Jakarta, Beritasatu.com - Kamar Dagang dan Industri (Kadin) Indonesia menilai perlambatan pertumbuhan ekonomi global akibat pandemi Covid-19 menghadirkan tantangan terhadap perekonomian Indonesia. Kondisi ini mendorong para pelaku usaha untuk mengambil sejumlah langkah dan strategi yang tepat, termasuk mencari peluang-peluang pasar baru.

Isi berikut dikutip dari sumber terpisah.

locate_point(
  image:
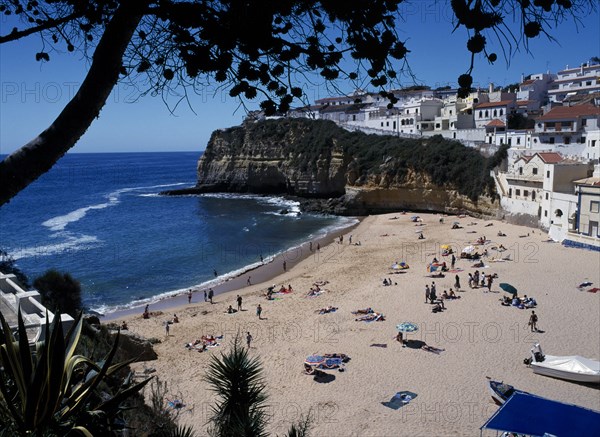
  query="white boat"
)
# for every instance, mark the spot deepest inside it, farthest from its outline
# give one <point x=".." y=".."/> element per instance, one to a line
<point x="572" y="368"/>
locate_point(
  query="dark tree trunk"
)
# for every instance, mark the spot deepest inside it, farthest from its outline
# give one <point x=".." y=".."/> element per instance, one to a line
<point x="38" y="156"/>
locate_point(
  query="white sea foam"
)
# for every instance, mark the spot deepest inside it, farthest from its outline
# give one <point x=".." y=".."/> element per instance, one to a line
<point x="59" y="223"/>
<point x="71" y="243"/>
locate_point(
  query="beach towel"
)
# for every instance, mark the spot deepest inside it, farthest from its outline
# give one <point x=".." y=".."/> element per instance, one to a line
<point x="399" y="400"/>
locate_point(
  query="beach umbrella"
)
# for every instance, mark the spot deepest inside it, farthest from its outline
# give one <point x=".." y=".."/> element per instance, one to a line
<point x="407" y="327"/>
<point x="400" y="266"/>
<point x="469" y="249"/>
<point x="508" y="288"/>
<point x="314" y="360"/>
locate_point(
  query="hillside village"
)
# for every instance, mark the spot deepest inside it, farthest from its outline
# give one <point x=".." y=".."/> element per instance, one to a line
<point x="551" y="122"/>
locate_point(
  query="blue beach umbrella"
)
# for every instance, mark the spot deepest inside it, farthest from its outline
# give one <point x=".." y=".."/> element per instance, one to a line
<point x="508" y="288"/>
<point x="407" y="327"/>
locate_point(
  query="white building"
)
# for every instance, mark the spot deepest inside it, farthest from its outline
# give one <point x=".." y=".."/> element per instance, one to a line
<point x="484" y="113"/>
<point x="13" y="297"/>
<point x="572" y="81"/>
<point x="567" y="124"/>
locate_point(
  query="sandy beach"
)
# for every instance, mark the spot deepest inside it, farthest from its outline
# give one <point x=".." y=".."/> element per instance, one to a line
<point x="477" y="337"/>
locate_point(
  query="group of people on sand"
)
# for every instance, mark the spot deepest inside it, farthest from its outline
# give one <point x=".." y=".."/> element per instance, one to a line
<point x="202" y="343"/>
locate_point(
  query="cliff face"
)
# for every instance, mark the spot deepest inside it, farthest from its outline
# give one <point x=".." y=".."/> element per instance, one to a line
<point x="264" y="158"/>
<point x="317" y="160"/>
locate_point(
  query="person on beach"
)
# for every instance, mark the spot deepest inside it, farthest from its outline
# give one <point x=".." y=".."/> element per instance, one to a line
<point x="533" y="321"/>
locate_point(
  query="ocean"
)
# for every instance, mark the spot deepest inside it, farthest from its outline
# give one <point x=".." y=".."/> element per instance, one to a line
<point x="100" y="218"/>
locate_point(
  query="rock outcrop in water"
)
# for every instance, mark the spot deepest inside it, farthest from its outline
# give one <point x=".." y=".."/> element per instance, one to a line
<point x="347" y="173"/>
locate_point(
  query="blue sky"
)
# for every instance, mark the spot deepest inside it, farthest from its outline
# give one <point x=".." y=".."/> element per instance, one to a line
<point x="33" y="94"/>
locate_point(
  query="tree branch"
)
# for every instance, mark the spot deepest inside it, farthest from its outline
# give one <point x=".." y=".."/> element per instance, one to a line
<point x="18" y="34"/>
<point x="25" y="165"/>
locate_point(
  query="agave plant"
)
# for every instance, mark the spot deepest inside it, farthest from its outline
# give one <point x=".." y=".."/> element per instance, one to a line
<point x="52" y="391"/>
<point x="237" y="380"/>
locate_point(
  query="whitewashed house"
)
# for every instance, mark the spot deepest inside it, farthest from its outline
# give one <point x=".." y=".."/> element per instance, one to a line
<point x="568" y="125"/>
<point x="584" y="79"/>
<point x="13" y="297"/>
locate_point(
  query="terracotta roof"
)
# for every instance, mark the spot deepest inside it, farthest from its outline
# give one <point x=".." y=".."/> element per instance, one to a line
<point x="550" y="157"/>
<point x="525" y="158"/>
<point x="494" y="104"/>
<point x="589" y="181"/>
<point x="570" y="112"/>
<point x="495" y="123"/>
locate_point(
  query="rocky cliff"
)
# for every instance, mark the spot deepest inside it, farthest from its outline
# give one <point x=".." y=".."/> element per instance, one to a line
<point x="358" y="174"/>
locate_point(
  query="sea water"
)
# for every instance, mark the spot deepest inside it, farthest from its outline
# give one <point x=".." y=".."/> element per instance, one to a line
<point x="100" y="217"/>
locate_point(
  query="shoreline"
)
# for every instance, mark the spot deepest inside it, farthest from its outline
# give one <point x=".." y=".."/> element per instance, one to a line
<point x="260" y="275"/>
<point x="477" y="339"/>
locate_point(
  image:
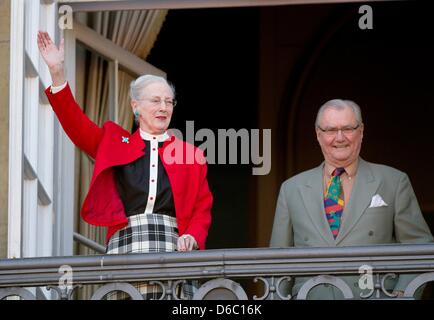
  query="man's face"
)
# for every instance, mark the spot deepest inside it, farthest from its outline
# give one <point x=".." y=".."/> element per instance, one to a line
<point x="340" y="144"/>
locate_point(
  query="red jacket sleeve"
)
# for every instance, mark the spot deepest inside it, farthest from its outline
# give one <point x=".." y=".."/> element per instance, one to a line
<point x="84" y="133"/>
<point x="201" y="220"/>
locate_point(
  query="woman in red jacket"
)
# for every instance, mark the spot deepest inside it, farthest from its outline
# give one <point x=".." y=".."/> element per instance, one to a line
<point x="141" y="189"/>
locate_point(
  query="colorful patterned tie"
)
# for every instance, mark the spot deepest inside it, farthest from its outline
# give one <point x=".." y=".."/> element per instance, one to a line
<point x="334" y="201"/>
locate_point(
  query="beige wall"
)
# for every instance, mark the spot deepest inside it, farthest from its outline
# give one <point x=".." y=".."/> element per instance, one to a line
<point x="4" y="121"/>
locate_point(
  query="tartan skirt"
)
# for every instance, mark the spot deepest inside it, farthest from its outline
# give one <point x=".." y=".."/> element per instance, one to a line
<point x="147" y="232"/>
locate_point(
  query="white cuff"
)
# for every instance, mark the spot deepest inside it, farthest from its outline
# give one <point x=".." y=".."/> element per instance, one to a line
<point x="58" y="88"/>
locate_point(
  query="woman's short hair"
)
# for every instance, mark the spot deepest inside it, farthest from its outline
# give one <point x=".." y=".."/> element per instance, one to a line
<point x="340" y="104"/>
<point x="137" y="86"/>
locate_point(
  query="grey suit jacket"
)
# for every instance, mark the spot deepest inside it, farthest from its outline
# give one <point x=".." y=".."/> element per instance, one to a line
<point x="300" y="218"/>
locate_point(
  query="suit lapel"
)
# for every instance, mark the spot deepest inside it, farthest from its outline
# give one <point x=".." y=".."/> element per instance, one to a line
<point x="364" y="189"/>
<point x="312" y="194"/>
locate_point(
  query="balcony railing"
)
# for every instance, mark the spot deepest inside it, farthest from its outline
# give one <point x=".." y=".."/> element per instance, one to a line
<point x="220" y="272"/>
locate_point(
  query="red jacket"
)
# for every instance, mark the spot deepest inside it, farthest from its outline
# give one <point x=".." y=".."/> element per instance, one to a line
<point x="107" y="145"/>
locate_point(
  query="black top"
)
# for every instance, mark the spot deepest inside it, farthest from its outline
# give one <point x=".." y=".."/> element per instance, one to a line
<point x="132" y="183"/>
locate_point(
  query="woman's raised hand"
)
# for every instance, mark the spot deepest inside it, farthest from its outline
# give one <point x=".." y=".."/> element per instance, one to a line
<point x="53" y="56"/>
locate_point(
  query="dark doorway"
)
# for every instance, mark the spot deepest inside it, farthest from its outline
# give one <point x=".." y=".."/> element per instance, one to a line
<point x="211" y="56"/>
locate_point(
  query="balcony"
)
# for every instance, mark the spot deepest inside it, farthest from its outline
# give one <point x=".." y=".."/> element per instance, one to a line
<point x="221" y="272"/>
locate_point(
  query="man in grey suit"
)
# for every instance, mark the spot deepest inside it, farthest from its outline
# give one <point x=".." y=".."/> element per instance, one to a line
<point x="346" y="201"/>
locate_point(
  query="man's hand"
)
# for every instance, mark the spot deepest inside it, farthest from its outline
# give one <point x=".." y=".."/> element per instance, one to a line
<point x="53" y="57"/>
<point x="187" y="242"/>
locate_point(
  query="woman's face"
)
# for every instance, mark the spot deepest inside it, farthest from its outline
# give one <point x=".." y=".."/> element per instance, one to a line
<point x="155" y="108"/>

“Perlu ada dorongan agar pelaku usaha Indonesia dapat lebih berorientasi ekspor dan tidak hanya berfokus memenuhi kebutuhan domestik,” kata Wakil Ketua Umum Kadin Bidang Hubungan Internasional Shinta W Kamdani dalam Jakarta Food Security Summit (JFSS) V, Kamis (19/11/2020).
Shinta mengatakan, peluang ekspor ke negara-negara mitra dagang Indonesia tetap terbuka kendati negara-negara di dunia sedang terpukul oleh pandemi Covid-19. Namun, hambatan dagang tarif dan nontarif masih menjadi tekanan tersendiri bagi komoditas ekspor utama Indonesia, terutama minyak kelapa sawit mentah, karet, dan produk perikanan.
BACA JUGA
Untuk meminimalkan hambatan perdagangan tersebut dan meningkatkan ekspor, Kadin, sambungnya mengusulkan tiga cara. Pertama, meningkatkan produktivitas dan stabilitasi produksi dalam negeri, serta reformasi sektor agrikultur dan perikanan dengan perbaikan iklim usaha.
Kedua, pembenahan mismatch input output antara produksi pangan hulu dengan kebutuhan input industri makanan dan minuman dan pasar ekspor dari segi volume dan standar, serta sinergi dan kerjasama antar elemen pemerintah.
Ketiga, penguatan diplomasi dengan cara melakukan institutional reform pada institusi publik dan swasta yang bertanggung jawab atas promosi, perdagangan, dan investasi melalui kajian-kajian dan penguatan riset pasar.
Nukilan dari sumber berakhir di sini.